П. Тетали прочтет следующие лекции:

• 22 июня, Актовый зал ЛК, 17:05-18:30 — Discrete Curvature and Applications.
  Inspired by exciting developments in optimal transport and Riemannian geometry, several independent groups have formulated notions of (Ricci) curvature in discrete spaces. I will mention briefly some of these approaches, results, examples and open problems.An interesting by-product is the result (obtained jointly with Klartag, Kozma, and Ralli) that the Cheeger inequality — relating the spectral gap to the edge-isoperimetric constant — is tight for the class of abelian Cayley graphs.

• 23 июня, Актовый зал ЛК, 18:30-20:00 — Catalan Shuffles.
  Catalan numbers arise in many enumerative contexts as the counting sequence of combinatorial structures.

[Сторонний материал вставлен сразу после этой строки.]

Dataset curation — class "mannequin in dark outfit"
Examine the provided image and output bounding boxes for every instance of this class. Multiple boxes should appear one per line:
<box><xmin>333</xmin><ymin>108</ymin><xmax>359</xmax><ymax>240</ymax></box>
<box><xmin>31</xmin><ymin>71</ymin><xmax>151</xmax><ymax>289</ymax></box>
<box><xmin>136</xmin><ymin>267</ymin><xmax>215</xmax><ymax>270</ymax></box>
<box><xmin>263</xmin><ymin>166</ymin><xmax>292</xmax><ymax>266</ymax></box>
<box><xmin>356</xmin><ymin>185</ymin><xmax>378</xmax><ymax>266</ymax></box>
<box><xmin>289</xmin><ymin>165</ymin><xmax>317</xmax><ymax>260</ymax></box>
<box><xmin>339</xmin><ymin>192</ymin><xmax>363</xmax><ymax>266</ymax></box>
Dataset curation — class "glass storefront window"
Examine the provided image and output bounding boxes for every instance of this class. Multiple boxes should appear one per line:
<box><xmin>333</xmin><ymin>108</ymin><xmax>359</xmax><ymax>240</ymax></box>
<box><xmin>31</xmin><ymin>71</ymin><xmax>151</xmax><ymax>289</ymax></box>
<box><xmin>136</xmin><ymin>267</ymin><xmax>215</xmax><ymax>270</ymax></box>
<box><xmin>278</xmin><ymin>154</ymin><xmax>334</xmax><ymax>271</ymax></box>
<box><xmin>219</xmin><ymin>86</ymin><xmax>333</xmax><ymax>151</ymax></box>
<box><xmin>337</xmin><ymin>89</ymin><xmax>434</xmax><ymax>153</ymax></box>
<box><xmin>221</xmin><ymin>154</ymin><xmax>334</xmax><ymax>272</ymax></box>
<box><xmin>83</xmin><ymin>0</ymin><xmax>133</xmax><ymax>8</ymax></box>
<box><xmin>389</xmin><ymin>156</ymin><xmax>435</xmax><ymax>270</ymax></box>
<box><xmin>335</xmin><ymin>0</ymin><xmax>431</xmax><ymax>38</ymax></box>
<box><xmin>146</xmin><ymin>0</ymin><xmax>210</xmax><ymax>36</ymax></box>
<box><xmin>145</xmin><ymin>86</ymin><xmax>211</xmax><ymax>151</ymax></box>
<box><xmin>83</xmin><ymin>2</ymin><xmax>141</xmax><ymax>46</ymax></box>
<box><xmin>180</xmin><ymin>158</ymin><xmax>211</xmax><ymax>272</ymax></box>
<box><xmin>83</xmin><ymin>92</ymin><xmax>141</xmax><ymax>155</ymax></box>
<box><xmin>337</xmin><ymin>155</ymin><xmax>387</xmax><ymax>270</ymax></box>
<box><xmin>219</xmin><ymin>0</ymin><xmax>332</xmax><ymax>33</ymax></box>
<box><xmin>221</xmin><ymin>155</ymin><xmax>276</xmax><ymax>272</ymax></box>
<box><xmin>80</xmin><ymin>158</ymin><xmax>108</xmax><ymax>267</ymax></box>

In this work, we consider natural Markov chains on some of the realizations of the Catalan sequence, and derive estimates on the mixing time of the corresponding Markov chains.
  While our main result is an O(n^2 log n) bound on the mixing time for the random transposition chain on the so-called Dyck paths, we raise several open questions, including the optimality of the above bound.
  The novelty in our proof is in establishing a certain negative correlation property among random bases of the Catalan matroid, for which the Dyck paths form the bases.
  This is joint work with Damir Yeliussizov (Kazakhstan) and Emma Cohen (Georgia Tech).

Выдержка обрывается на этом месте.